He’d begun baking as a teen in Beirut and worked in bakeries before starting a new life in the United States.
To his surprise, he found no Middle East bakery in Dearborn, Michigan, despite a swelling population of Arab Americans made up of both newer immigrants and more established first- and second-generation families.
So in 1979 he opened Shatila Bakery, sleeping in the store at times to oversee the making of baklava with its nuts, flaky phyllo dough and a simple sugar syrup.
“We don’t make it overly sweet.

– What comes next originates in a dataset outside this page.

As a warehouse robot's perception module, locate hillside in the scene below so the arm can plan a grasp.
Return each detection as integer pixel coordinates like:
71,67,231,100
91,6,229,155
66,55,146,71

The nice thing about our baklava is it appeals to a wide variety of palates,” says Shatila’s daughter Nada, now vice president of the business her late father started. “We want the taste of the nuts and the flakiness of the phyllo to stand out.”
The bakery’s baklava recently was acclaimed the best in America by food critics at the Wall Street Journal. It’s sold at the two Shatila bakeries in Dearborn and another Detroit suburb, and also over the internet.
The bakery and its factory employ up to 200 people during peak seasons, including Christmas and Ramadan.
Nada Shatila says the most popular items during Ramadan, the month of daytime fasting for American Muslims that ends June 15, are not baklava but heavier pastries such as cheese- or cream-filled knafeh; atayef, a pancake-like pastry stuffed with cheese, walnuts or cream; and kellajj, a cream-filled pastry made with phyllo dough.
Customers who place orders over the internet miss one essential part of the Shatila Bakery experience: walking into the 1,000-square-meter bakery and finding an oasis complete with palm trees and tables to indulge in the colorful treats behind the glass shelves.
Nada Shatila, an international studies major at the University of Michigan, considered becoming a lawyer rather than entering the family business.
“I had a conversation with my dad and told him I wanted to be very socially responsible,” says the 29-year-old. “He told me, ‘Well, a lot of business is about supporting your community.’ Now I realize what he said is very true.”